The Finnish branch of Telia is supporting government policy making with real-time, but anonymised, user movement data and helping SMEs with ad minutes giveaways.
To prevent government policies becoming knee-jerk reactions, precise data is critical. In countries where the population takes privacy rights seriously, there needs to be a fine balance between what the government should know and what should be kept out of its reach.
Telia Finland recently announced it is providing the Finnish government with anonymised data of user movement between cities and regions. The government can evaluate the effectiveness of its policies as well as use the data as basis for new measures to contain and supress the spread of the coronavirus.
Called ‘Telia Crowd Insights’, the data is drawn from Telia’s network, then anonymised and analysed on an aggregated basis. Theoretically, data cannot be traced back to individual customers.
“We collect the information from a large geographical area, which makes it impossible to identify individuals. After this, the fully anonymized and aggregated data can be expanded into views with which decision-makers can draw accurate conclusions on the movements of the masses from,” said Petri Seppänen, Head of Business Development at Telia.
“With our service, we can contribute to controlling the situation with the coronavirus and support authorities with knowledge-based management. We have rapidly tailored a report on top of our standard Crowd Insights product, specifically suitable for this exceptional situation,” Seppänen added. He also suggested that if the current initiative proves useful for the Finnish Government Telia may provide similar support to governments in other Nordic countries
Since the beginning of March, the Finnish government has adopted a phased approached to restraining social contact as a means to break the chain of virus spread. The Telia data will prove useful to test the effectiveness of the most recently policy to put under strict control the transport connection between Uusimaa, the region in south Finland where the capital area is located and where the COVID-19 cases are most concentrated, and the rest of the country.
So far Finland has coped better than her Nordic neighbours. The total number of 28 deaths, at the time of writing, puts the mortality rate per million population at 5, compared with 9 in Norway and 29 in Denmark, both of which have much stricter lockdowns in place for longer. The highest mortality rate per million population among the Nordic countries is seen in Sweden at 36.

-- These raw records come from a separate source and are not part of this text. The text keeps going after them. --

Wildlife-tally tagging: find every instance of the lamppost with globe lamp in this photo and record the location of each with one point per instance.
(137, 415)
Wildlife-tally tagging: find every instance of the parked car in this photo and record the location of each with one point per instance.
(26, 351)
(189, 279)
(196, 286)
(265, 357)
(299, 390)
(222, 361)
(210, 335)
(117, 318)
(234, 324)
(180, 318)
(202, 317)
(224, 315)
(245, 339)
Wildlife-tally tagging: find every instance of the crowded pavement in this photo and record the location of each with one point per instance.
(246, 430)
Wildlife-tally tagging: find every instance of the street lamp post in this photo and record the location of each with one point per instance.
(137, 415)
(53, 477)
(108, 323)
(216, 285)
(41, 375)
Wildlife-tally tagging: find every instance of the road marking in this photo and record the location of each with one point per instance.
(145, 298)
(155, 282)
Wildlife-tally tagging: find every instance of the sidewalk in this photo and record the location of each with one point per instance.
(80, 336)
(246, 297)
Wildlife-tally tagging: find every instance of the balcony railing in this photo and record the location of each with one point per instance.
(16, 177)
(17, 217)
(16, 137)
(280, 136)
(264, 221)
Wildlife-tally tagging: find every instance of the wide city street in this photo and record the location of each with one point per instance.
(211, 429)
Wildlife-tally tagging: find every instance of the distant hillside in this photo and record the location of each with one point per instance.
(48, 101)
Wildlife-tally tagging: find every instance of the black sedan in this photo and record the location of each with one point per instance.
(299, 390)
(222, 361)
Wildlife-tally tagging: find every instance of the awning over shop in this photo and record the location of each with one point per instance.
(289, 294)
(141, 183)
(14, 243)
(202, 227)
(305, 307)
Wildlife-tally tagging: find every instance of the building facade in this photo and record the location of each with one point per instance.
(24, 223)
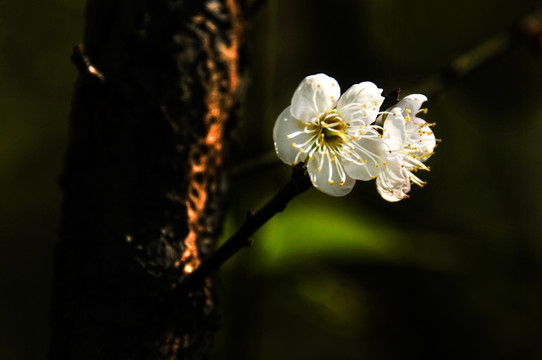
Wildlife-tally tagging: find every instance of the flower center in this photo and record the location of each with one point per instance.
(332, 129)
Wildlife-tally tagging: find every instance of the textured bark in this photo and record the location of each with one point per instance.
(143, 179)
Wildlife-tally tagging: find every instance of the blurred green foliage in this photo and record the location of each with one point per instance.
(453, 272)
(36, 81)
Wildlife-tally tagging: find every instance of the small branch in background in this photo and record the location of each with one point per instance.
(528, 31)
(299, 183)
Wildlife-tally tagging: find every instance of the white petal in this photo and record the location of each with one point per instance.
(360, 102)
(412, 103)
(314, 95)
(393, 182)
(319, 167)
(285, 144)
(369, 158)
(394, 130)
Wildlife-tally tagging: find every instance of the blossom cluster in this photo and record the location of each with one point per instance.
(348, 137)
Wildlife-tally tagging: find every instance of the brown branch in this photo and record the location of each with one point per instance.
(299, 183)
(158, 87)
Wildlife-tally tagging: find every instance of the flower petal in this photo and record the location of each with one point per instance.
(411, 103)
(393, 183)
(288, 132)
(314, 95)
(367, 159)
(360, 102)
(394, 130)
(328, 176)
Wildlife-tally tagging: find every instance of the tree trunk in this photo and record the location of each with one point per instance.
(143, 180)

Meanwhile it is apparent that the onslaught of COVID-19 and the government policies to lock down social life, has made the small- and medium-sized enterprises (SMEs) particularly vulnerable. This is bad news for countries like Finland where there are only a small number of big, multinational enterprises while over 90% of all the registered companies employ fewer than 10 people.
To help these small business survive, Telia Finland started giving away their national advertising space in Finland, including ad minutes on national television as well as ad space in big newspapers, social media, and online, which would be beyond the financial means of most of these small businesses. Telia aims to help 100 selected companies each week when the campaign is running, including local restaurants, car repair shops, craftsmen, and others. The campaign started in the last week of March.

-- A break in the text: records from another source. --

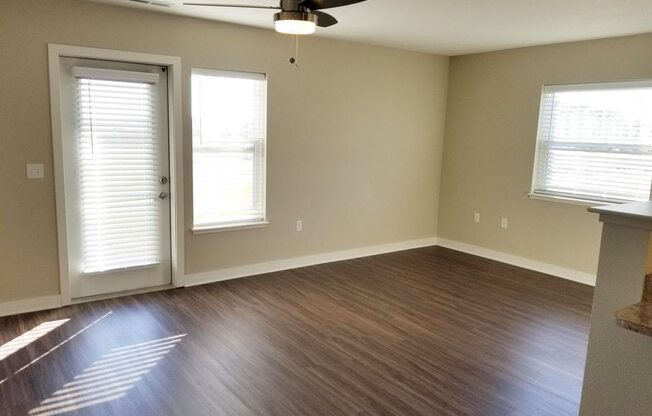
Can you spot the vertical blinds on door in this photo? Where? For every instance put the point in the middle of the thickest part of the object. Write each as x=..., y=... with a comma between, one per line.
x=228, y=143
x=595, y=142
x=118, y=169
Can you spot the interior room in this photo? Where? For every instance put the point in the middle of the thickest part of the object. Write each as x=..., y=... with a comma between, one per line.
x=326, y=207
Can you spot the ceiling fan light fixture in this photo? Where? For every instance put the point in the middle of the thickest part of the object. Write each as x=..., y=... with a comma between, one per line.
x=295, y=23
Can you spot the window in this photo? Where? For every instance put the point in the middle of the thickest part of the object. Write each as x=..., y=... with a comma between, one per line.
x=595, y=142
x=229, y=116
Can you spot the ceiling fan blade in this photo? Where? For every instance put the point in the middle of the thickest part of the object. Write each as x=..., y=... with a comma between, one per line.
x=327, y=4
x=324, y=19
x=241, y=6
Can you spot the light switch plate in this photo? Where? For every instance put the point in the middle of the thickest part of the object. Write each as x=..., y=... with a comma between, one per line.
x=35, y=171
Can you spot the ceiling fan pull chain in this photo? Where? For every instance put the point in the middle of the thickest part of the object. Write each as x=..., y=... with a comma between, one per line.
x=294, y=59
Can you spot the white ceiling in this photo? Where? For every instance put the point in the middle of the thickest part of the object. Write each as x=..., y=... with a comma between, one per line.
x=451, y=27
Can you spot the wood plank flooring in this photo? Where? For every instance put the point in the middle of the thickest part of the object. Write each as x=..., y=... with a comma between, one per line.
x=421, y=332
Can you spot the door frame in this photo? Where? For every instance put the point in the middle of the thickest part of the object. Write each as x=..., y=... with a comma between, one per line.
x=173, y=63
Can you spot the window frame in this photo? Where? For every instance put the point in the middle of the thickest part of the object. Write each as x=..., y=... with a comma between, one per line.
x=260, y=151
x=583, y=86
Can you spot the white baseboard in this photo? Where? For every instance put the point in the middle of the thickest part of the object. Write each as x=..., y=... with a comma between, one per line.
x=564, y=273
x=54, y=301
x=295, y=262
x=16, y=307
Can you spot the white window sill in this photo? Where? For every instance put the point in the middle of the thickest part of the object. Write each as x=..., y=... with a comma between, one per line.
x=230, y=227
x=567, y=200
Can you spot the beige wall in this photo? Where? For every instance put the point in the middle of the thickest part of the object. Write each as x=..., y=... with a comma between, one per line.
x=355, y=136
x=489, y=147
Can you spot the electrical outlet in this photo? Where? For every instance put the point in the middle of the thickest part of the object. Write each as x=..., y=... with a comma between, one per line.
x=35, y=171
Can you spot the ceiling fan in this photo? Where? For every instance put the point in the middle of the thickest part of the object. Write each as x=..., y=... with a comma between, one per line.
x=296, y=17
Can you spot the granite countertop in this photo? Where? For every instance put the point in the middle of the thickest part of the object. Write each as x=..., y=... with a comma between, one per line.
x=638, y=317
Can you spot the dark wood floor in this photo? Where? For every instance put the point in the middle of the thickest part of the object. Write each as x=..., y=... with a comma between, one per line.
x=421, y=332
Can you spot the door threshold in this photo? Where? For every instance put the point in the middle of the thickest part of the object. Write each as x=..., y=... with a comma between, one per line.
x=121, y=294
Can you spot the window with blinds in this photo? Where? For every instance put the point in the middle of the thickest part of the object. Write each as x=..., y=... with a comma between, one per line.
x=229, y=122
x=117, y=155
x=595, y=142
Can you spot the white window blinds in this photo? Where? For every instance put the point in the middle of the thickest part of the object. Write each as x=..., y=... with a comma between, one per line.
x=229, y=112
x=117, y=147
x=595, y=142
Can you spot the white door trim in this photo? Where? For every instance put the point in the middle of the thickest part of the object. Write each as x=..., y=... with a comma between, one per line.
x=55, y=52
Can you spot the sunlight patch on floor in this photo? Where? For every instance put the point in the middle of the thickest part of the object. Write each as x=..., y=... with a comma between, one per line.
x=28, y=337
x=109, y=378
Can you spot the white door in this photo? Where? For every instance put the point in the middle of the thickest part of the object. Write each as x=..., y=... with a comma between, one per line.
x=116, y=170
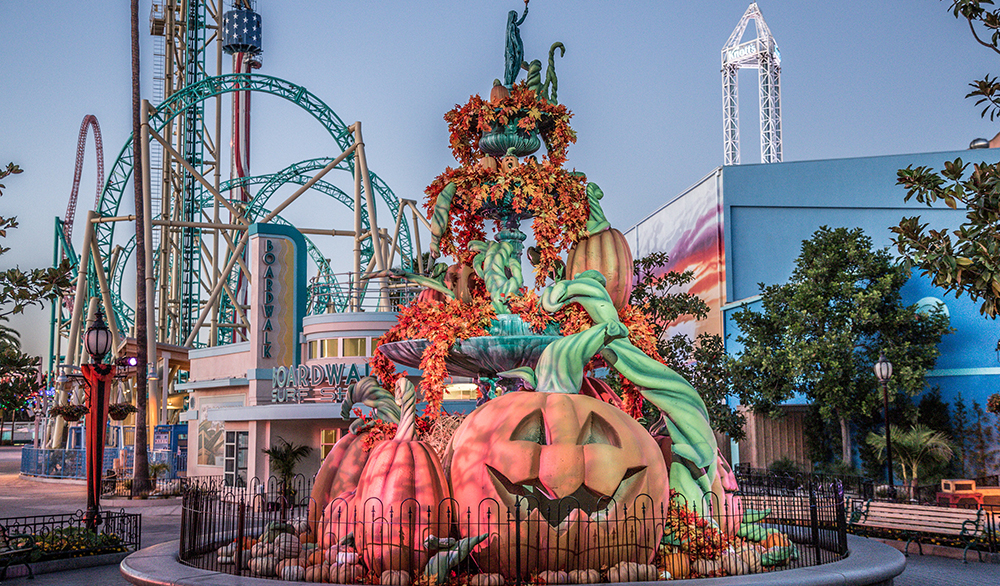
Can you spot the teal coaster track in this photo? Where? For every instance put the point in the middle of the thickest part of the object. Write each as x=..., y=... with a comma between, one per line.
x=325, y=294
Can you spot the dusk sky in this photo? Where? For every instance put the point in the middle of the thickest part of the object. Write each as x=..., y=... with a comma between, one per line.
x=642, y=78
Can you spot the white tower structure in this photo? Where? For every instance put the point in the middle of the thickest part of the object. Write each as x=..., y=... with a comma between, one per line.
x=761, y=54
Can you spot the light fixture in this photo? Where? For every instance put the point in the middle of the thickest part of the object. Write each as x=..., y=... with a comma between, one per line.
x=883, y=369
x=98, y=338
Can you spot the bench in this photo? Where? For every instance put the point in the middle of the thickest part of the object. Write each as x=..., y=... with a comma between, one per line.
x=15, y=549
x=915, y=521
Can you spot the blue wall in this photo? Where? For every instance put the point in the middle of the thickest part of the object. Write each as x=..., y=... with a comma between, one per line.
x=770, y=209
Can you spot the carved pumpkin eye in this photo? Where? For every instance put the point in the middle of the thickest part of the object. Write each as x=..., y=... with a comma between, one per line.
x=597, y=430
x=531, y=429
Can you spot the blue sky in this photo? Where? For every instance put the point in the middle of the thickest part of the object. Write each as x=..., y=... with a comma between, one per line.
x=642, y=78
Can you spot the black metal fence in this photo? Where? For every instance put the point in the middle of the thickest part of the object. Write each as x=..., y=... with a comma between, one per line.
x=67, y=536
x=274, y=529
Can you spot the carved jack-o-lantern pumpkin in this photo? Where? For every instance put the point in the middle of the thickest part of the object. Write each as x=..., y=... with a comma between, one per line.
x=578, y=473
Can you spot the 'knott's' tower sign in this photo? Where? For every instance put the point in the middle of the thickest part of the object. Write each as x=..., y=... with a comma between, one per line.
x=277, y=302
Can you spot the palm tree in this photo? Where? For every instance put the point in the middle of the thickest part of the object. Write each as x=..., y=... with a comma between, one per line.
x=284, y=457
x=140, y=468
x=9, y=336
x=913, y=448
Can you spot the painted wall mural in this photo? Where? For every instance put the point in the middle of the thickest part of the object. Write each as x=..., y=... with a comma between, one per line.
x=690, y=230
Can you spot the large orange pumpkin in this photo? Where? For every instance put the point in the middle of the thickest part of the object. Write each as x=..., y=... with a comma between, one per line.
x=402, y=496
x=583, y=477
x=337, y=479
x=608, y=253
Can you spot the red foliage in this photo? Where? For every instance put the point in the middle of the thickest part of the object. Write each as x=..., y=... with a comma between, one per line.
x=468, y=123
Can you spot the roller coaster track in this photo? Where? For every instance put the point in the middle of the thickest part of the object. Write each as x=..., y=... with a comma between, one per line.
x=88, y=121
x=178, y=103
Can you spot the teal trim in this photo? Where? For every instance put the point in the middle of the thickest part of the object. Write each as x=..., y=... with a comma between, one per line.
x=299, y=280
x=985, y=371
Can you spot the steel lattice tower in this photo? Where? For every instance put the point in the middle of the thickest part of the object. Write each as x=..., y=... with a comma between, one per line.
x=761, y=54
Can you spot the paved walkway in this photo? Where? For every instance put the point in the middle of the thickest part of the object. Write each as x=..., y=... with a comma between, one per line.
x=23, y=496
x=20, y=496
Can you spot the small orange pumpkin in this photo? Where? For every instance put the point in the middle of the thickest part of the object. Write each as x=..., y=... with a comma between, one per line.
x=678, y=564
x=499, y=93
x=608, y=253
x=403, y=496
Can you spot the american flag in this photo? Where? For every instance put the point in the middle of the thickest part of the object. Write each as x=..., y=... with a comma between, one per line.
x=242, y=27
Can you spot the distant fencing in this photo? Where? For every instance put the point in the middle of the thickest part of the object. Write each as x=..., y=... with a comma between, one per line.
x=61, y=463
x=236, y=530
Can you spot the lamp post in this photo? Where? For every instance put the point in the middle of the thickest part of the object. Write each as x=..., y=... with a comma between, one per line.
x=883, y=372
x=97, y=341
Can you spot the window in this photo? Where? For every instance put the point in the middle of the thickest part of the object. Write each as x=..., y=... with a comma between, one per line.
x=237, y=443
x=327, y=438
x=355, y=347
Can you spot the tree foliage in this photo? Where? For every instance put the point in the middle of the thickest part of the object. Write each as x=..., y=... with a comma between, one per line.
x=20, y=289
x=965, y=260
x=819, y=334
x=703, y=362
x=912, y=450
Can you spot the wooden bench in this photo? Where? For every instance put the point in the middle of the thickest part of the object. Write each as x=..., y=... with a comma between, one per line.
x=917, y=521
x=15, y=549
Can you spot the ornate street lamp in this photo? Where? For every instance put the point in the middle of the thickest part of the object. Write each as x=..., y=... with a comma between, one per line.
x=97, y=341
x=883, y=372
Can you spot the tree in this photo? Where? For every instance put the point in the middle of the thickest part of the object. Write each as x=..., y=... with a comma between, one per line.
x=960, y=430
x=284, y=457
x=913, y=448
x=965, y=260
x=20, y=289
x=983, y=444
x=140, y=469
x=17, y=382
x=819, y=334
x=703, y=362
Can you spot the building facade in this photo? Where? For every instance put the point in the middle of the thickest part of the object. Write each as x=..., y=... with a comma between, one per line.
x=743, y=225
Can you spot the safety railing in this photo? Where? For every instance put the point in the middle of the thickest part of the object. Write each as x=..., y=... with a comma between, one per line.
x=274, y=529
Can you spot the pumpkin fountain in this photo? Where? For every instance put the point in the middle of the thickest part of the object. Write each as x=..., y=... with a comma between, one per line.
x=551, y=478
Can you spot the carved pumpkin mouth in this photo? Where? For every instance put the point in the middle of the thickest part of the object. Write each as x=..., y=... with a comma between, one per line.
x=533, y=496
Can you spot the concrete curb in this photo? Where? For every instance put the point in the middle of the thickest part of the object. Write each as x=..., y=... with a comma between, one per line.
x=62, y=565
x=869, y=563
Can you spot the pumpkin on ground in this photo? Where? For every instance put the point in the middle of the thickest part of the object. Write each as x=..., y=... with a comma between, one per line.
x=566, y=460
x=336, y=480
x=403, y=496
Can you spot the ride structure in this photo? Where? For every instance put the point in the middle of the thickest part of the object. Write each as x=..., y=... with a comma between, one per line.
x=760, y=53
x=197, y=222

“We believe that those who can help, should help. This situation affects us all. As a responsible company we want to do our part to ensure that businesses and people in Finland are able to get through this devastating situation,” said Jari Rapo, Vice President and the Head of Enterprise Business at Telia Finland. “As a big ICT and media corporation we have the possibility to offer our platforms and channels to those in need. Situations like this usually force businesses to cut costs from marketing and this is where we can offer our helping hand.”
Telia is calling on other big enterprises to join them in the endeavour to help save the SMEs in the biggest crisis the country’s economy has seen since the early 1990s, when Finland’s biggest trading partner, the Soviet Union, collapsed.

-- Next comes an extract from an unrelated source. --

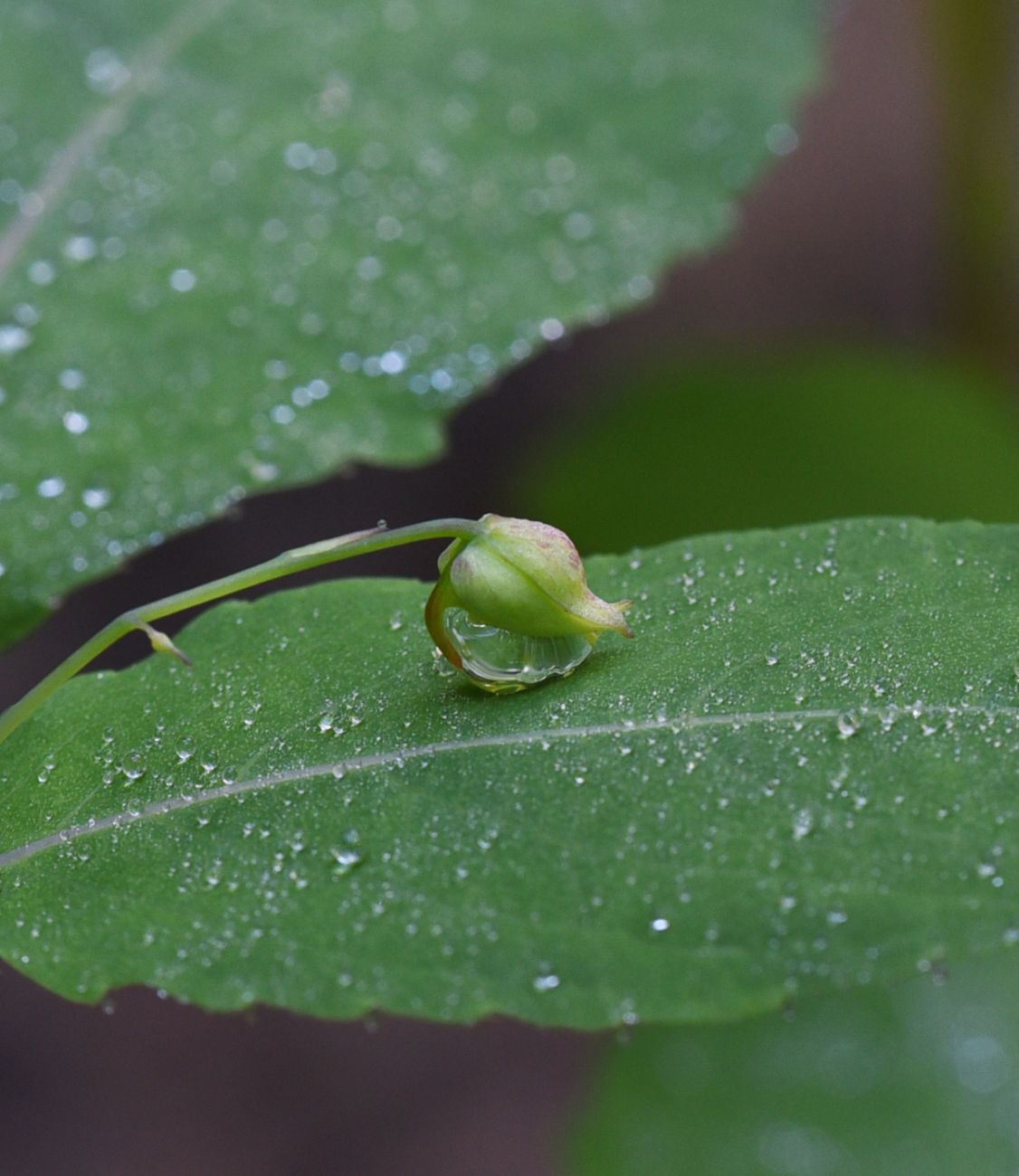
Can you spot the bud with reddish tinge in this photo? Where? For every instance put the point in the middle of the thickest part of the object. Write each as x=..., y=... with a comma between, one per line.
x=518, y=603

“We try to help as many companies as possible but we cannot do this alone. We believe that by working together and leading with an example we can help hundreds of small businesses stay afloat,” said Kaisa Pajari, Senior Communications Advisor of Enterprise Business at Telia Finland. “This is why we invite other big companies to join our cause by offering their expertise and platforms to those in need. It is not only Finland where small businesses are affected and we hope our example leads to a global movement. Big companies for example offer their advertising space or digital services.”